Dr Joy Davidson, a renowned sex therapist and psychologist agrees and said that sleeping in separate bedrooms can keep the romance alive and, in some cases, even save a floundering marriage.

"Separate bedrooms allow a couple to maintain some of the mystery and anticipation that they experienced in the dating and honeymoon period," she said.


But saturated by television and movie images of blissful couples sleeping peacefully side by side, it's hard for many sleep-deprived couples to go against the sacred creed of the 'marital bed'.

"You never fall asleep in each other's arms. That's just a Hollywood myth," said Stanley.

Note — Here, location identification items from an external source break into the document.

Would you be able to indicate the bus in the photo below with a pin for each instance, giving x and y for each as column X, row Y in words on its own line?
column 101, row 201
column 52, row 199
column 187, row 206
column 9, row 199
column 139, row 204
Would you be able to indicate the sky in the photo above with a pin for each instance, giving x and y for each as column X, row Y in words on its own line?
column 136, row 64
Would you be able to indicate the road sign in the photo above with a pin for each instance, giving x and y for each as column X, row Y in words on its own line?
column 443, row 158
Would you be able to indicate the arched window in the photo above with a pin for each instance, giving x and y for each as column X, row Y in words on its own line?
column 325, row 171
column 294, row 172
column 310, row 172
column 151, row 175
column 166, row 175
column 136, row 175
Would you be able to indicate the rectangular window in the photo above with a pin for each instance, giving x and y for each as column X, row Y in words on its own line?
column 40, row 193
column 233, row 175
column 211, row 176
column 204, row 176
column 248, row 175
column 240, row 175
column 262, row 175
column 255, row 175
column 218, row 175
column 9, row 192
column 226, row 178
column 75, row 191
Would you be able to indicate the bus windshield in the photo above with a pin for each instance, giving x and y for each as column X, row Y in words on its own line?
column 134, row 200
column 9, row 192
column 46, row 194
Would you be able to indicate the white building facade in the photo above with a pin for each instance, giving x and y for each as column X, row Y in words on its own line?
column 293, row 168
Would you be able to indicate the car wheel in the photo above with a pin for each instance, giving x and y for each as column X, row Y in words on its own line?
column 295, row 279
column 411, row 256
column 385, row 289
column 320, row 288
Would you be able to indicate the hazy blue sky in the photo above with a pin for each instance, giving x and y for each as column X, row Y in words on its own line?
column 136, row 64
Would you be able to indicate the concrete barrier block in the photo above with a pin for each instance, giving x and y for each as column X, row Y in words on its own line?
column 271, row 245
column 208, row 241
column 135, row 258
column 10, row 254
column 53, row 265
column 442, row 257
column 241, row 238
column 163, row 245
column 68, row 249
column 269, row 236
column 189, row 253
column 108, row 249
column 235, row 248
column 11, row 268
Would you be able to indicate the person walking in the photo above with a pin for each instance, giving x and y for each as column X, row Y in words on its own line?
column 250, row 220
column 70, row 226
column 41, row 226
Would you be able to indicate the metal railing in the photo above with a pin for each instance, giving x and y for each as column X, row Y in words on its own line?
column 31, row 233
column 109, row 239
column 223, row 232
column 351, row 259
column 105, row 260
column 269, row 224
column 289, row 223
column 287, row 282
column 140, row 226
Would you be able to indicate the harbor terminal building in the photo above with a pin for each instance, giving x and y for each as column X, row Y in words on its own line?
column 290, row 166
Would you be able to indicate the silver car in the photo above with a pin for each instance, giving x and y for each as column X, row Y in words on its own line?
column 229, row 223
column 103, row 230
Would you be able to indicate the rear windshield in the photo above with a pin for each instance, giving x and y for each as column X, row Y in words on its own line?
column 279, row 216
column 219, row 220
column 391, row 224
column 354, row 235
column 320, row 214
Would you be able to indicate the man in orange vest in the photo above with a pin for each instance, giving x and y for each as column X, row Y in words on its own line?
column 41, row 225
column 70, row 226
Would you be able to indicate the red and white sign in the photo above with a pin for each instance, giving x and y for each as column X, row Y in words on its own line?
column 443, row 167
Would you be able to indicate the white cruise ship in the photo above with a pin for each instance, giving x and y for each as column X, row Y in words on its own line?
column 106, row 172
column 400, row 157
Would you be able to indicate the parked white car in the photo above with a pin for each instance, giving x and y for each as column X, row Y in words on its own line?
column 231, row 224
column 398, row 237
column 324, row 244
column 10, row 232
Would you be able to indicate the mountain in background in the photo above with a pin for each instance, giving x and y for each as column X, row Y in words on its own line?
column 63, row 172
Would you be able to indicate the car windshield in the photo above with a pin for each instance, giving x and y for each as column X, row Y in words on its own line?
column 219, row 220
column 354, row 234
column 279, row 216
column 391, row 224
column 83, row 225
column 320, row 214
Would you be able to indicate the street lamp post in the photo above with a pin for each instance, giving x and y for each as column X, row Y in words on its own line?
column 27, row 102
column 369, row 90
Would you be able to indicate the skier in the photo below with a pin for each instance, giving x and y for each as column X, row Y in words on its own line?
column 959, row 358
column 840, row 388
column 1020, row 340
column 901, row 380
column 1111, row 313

He points out that in the past, the monarchy and the very wealthy never shared beds -- they found it much too offensive. Even today, the Queen of England and Prince Phillip reportedly sleep in separate rooms.

Not until the Industrial Revolution, when families were forced out of the countryside and into crowded tiny two-room houses in the new industrial heartland, did the notion of bed sharing for married couples become popular.

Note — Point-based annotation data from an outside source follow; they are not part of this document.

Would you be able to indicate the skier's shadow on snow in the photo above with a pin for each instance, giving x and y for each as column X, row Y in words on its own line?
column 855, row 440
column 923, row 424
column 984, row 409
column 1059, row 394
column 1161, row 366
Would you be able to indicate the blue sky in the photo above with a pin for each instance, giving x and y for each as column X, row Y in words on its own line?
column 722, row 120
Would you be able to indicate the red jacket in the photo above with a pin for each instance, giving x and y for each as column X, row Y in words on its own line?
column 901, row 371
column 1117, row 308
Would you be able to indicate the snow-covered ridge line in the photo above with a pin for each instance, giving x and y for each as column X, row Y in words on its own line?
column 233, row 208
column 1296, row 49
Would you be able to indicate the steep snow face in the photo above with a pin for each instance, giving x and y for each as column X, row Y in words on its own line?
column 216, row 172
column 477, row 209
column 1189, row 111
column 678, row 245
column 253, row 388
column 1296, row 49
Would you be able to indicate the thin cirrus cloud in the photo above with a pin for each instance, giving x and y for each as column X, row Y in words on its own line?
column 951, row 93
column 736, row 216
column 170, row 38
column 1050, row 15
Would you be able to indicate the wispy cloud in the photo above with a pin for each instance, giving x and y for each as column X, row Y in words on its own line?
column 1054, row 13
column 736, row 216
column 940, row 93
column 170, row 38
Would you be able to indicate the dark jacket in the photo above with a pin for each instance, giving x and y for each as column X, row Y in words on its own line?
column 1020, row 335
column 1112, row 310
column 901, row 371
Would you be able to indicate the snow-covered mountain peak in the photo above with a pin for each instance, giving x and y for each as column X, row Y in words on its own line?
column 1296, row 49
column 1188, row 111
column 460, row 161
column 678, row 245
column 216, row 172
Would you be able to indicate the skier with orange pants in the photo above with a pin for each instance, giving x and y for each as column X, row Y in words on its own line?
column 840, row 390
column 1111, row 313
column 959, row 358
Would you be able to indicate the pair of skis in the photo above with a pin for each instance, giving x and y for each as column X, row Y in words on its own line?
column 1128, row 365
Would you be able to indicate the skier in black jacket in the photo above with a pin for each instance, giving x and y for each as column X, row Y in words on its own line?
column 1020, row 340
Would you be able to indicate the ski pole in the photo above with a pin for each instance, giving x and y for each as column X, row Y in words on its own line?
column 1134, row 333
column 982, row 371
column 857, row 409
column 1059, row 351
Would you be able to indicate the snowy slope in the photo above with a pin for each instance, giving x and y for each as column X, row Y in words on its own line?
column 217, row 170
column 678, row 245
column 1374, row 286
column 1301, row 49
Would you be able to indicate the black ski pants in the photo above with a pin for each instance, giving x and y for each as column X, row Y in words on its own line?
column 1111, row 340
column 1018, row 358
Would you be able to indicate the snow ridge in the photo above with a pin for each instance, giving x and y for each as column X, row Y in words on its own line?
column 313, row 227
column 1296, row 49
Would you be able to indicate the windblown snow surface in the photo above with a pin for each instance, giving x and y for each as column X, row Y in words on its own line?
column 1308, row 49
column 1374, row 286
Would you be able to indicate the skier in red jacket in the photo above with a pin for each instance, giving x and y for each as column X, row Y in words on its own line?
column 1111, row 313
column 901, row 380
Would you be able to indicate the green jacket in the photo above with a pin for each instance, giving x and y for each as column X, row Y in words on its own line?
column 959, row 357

And up until the mid 1970s, the vast majority of American married couples chose twin beds over doubles.

Now, married couples in the UK and Ireland who sleep in traditional double beds find themselves with only 27 inches of personal space to manoeuvre during the night.

Yet many people are still reluctant to broach the subject of separate rooms with their partners for fear of hurting their feelings.

"We don't talk about sleep. We don't have it as a topic of conversation in a relationship. If most people said, 'Look, I still love you, I still desire you but at the end of the day do you mind if we had separate bedrooms,' their partners would probably say, 'Yes, that sounds like a brilliant idea'," said Stanley.

But this advice holds only for those couples who still enjoy an intimate relationship: "If you have separate bedrooms and you're not being intimate then you've probably got problems," he said.


Stanley himself -- who has been called an "evangelist for separate bedrooms" -- admits that he and his partner sleep in separate bedrooms. He also goes that extra mile to ensure a good night's slumber by buying the finest bedding and bed he can find.

After all, he says, the average person will end up spending a third of their life asleep. "Twenty-five years of your life is going to be spent in bed. It's worth spending a bit of money on it," he said.

But on a purely practical level, those who advocate separate bedrooms for the chronically sleep deprived, admit that sleeping separately from your spouse is not a realistic option for many.

Few cash-strapped couples have a spare bedroom lying around and fewer still have the resources to build an entirely separate master suite.

There are also those who actually enjoy sleeping next to their spouses, despite the occasional elbow in the face or waft of noxious gasses.

For those lucky couples, Stanley has some words of advice: "If it works for you, then don't change it."